I actually wonder if this will kill off the social apps and the bragging that happens. It will be flooded by people faking themselves doing the unimaginable.

This is also my thesis. The internet is going to be saturated with AI slop indiscernible from real content. Once it reaches a tipping point, there will no longer be much of a reason to consume the content at all. I think social networks that can authenticate video/photo/text content as human-created will be a major trend in a few years.

I have no clue if the reactions are real, but there are some videos online of people showing their grandparents gameplay from Grand Theft Auto games trying to convince them that it is real footage. The point of the videos is to laugh at their reactions where they question if it really happened, etc.

Maybe this will result in something similar, but it can affect more people who aren’t as wary.

Right now with kids, the current trend is to prank their parents using Gemini into thinking they let a homeless guy in their house

https://www.tiktok.com/discover/ai-homeless-people-in-my-hou...

Heh, fast forward a few years and nobody’s surprised anymore when someone falls for a video which is the result of two sentences long instruction.

Depending on which internet you do mean, cause meta & insta are NOT THE Internet.

there will be billions of people consuming the content

But then you’re creating an incentive for the AI slop to become so realistic it is indistinguishable from actual video.

Unless there some fundamental, technical way to distinguish the two, I wonder who would win?

I regularly get AI movie recaps on my shorts and I just eat it up.

The very fact that I (or billions of others) waste time on shorts is an issue. I don't even play games anymore, it's just shorts. That is a concerning rewiring of the brain :/

Guess what I`m trying to say is that, there is a market out there.

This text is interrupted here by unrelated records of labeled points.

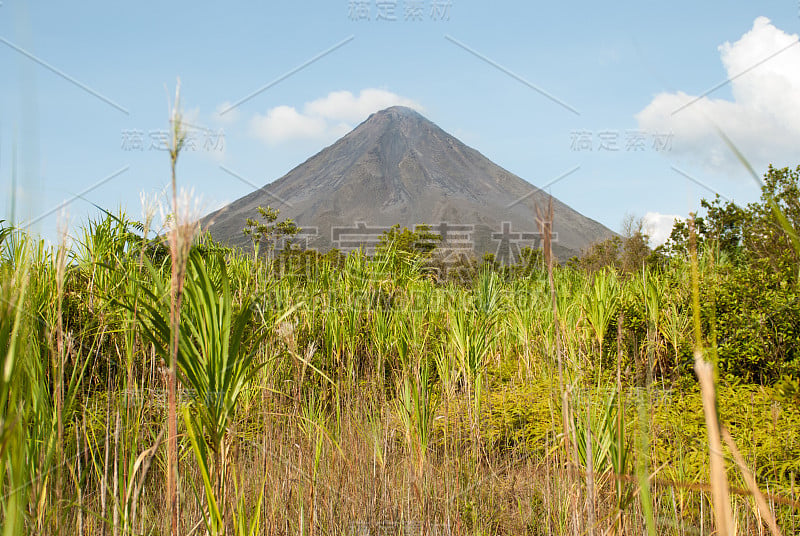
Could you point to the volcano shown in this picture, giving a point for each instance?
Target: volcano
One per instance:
(397, 167)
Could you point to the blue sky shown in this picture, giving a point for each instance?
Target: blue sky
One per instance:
(87, 86)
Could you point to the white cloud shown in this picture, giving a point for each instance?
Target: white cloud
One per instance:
(327, 118)
(762, 120)
(225, 114)
(659, 226)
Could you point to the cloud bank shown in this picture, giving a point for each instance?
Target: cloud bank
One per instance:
(324, 119)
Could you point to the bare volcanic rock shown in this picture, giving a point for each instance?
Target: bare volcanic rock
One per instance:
(398, 167)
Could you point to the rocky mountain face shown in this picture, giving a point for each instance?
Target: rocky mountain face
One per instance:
(399, 168)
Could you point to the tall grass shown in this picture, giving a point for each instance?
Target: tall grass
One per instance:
(367, 398)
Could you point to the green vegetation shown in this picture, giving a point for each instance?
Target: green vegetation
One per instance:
(347, 395)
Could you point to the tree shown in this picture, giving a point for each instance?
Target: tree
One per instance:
(269, 231)
(420, 241)
(625, 253)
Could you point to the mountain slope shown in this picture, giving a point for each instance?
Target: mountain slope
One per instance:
(398, 167)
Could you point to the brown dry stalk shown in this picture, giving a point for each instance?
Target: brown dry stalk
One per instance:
(763, 507)
(719, 481)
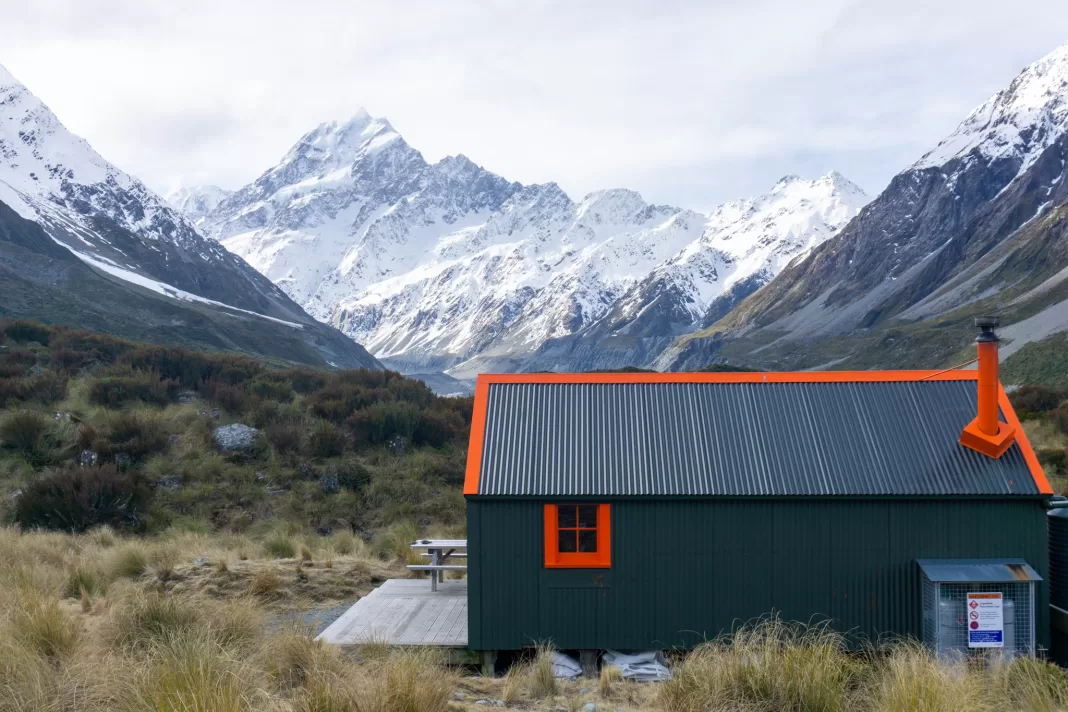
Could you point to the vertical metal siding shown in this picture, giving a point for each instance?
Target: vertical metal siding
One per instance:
(687, 569)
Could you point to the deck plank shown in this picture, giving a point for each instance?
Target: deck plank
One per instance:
(405, 612)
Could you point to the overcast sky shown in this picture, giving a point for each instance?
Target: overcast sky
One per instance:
(689, 103)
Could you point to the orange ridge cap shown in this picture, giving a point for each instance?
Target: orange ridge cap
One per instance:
(736, 377)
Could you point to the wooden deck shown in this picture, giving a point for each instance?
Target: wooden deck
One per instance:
(405, 612)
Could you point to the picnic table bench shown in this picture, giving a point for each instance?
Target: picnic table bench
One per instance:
(439, 552)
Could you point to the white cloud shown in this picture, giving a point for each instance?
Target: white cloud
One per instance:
(690, 103)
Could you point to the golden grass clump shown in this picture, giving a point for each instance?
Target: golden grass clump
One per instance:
(1032, 684)
(610, 677)
(194, 674)
(266, 584)
(280, 546)
(910, 679)
(142, 619)
(45, 628)
(542, 681)
(292, 657)
(129, 560)
(768, 664)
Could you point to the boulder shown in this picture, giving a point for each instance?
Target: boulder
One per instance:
(235, 437)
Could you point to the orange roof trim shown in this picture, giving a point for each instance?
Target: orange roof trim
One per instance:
(484, 381)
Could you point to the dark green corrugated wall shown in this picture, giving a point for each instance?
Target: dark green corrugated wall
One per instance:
(684, 570)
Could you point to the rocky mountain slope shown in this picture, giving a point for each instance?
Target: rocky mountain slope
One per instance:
(446, 266)
(974, 225)
(195, 202)
(126, 235)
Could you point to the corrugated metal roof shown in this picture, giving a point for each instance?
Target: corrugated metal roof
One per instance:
(977, 570)
(874, 438)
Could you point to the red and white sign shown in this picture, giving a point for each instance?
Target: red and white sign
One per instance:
(986, 621)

It's not pretty, but there certainly is.

Will keep trying to not watch these damn shorts...

there would need to be cameras that can cryptographically sign videos with trusted vendor keys, or perhaps there is some other solution.

This is what https://c2pa.org/ is for. I think some camera vendors already have support.

Yes, I wonder if the content distribution networks that call themselves "social networks" can even survive something like this.

Of course, the ones focusing on the content can always editorialize the spam out. And in real social networks you ask your friends to stop making that much slop. But this can be finally the end of Facebook-like stuff.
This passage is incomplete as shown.